Purpose: Collecting and analyzing findings constitute the basis of medical activity. Computer assisted medical activity raises the problem of modelling findings. We propose a unified representation of findings integrating the representations of findings in the GAMUTS in Radiology [M.M. Reeder, B. Felson, GAMUTS in radiology Comprehensive lists of roentgen differential diagnosis, fourth ed., 2003], the Unified Medical Language System (UMLS), and the Digital Imaging and Communication in Medicine Structured Report (DICOM-SR).

Materials And Methods: Starting from a corpus of findings in bone and joint radiology [M.M. Reeder, B. Felson, GAMUTS in Radiology comprehensive lists of roentgen differential diagnosis, fourth ed., 2003] (3481 words), an automated mapping to the UMLS was performed with the Metamap Program. The resulting UMLS terms and Semantic Types were analyzed in order to find a generic template in accordance with DICOM-SR structure.

Results: UMLS Concepts were missing for 45% of the GAMUTS findings. Three kinds of regularities were observed in the way the Semantic Types were combined: "pathological findings", "physiological findings" and "anatomical findings". A generic and original DICOM-SR template modelling finding was proposed. It was evaluated for representing GAMUTS jaws findings. 21% missing terms had to be picked up from Radlex (5%) or created (16%).

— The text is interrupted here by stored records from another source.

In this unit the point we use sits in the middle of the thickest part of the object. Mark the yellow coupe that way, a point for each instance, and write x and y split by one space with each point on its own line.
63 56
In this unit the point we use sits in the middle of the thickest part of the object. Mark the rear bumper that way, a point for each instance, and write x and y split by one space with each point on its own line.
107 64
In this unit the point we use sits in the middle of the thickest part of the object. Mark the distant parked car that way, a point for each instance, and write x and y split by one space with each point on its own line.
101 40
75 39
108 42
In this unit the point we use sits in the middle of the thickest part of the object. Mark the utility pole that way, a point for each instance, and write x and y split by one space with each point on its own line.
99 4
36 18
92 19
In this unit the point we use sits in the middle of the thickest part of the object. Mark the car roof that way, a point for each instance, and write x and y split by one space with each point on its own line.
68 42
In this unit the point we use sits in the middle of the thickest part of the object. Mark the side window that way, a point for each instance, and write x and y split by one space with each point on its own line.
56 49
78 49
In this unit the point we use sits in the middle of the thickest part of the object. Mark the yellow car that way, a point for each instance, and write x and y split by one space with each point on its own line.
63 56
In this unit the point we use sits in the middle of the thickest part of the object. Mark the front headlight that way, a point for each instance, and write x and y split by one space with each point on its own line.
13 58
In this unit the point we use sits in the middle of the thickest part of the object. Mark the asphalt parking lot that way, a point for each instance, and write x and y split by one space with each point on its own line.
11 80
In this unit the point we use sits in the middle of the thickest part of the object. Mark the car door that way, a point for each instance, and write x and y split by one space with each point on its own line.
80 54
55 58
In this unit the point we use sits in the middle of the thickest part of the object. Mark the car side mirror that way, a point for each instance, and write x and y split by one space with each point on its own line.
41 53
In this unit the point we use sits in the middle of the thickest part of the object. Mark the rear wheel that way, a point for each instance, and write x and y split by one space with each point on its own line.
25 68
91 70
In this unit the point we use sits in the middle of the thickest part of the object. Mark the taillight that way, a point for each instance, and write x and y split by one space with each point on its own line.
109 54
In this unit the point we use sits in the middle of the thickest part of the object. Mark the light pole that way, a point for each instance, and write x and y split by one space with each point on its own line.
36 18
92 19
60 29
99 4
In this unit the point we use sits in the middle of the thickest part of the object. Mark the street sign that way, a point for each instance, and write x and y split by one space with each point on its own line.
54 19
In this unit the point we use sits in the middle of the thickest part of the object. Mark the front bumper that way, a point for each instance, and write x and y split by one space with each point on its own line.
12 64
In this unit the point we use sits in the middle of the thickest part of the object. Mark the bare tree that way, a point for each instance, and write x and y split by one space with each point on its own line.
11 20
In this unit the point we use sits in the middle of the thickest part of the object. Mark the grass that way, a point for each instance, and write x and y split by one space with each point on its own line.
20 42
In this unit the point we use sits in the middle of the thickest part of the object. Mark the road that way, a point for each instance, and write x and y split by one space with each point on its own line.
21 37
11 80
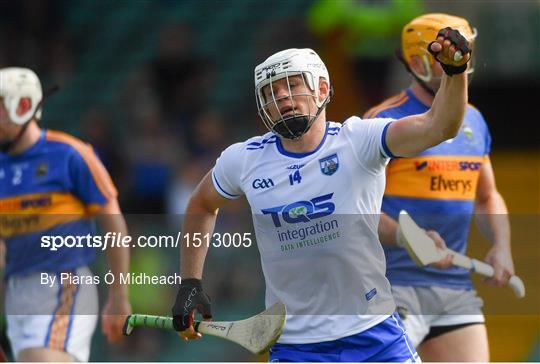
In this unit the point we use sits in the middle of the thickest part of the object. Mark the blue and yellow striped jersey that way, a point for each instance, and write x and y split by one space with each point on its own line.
53 188
437 188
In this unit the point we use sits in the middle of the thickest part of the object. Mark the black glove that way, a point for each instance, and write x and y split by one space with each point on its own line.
458 41
190 297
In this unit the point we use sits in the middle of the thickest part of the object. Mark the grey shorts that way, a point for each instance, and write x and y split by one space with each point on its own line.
423 308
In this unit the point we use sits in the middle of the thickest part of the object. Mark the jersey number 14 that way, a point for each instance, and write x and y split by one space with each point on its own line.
295 178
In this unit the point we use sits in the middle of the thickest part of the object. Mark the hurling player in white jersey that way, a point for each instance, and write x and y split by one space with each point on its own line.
315 189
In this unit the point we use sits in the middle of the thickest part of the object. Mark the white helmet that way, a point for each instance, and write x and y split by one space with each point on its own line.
284 64
15 84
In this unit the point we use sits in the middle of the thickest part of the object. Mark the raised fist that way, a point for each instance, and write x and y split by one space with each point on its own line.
451 50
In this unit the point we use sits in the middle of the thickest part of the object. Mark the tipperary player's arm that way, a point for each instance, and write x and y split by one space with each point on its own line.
491 217
110 219
413 134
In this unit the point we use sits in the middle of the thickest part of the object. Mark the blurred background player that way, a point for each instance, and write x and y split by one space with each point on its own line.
296 179
442 188
52 184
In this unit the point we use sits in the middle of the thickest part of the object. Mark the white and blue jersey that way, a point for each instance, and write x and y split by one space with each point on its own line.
315 217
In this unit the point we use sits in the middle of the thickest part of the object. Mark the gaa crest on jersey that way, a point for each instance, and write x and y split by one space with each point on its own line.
329 165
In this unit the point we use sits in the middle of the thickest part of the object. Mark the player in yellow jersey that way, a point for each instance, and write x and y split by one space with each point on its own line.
52 184
442 188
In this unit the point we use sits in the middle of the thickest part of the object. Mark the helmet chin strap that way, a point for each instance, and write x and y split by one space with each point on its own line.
295 126
421 82
7 145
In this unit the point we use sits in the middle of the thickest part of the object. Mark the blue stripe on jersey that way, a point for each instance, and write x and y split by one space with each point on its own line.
302 155
387 150
384 342
221 188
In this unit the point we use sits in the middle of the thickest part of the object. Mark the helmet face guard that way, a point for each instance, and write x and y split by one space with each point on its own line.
293 124
16 84
297 64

Discussion-conclusion: This article shows that it is possible to represent findings using the UMLS and the DICOM SR formalism with a semi-automated method. The Metamap program helped to find a model to represent the semantic structure of free texts with standardized terms (UMLS Concepts). Nevertheless, the coverage of the UMLS is not comprehensive. This study shows that the UMLS should include more technical concepts and more concepts regarding findings, signs and symptoms to be suitable for radiology representation. The semi-automated translation of the whole GAMUTS using the UMLS concepts and the DICOM SR relations could help to create or supplement the DCMR Templates and Context Groups pertaining to the description of imaging findings.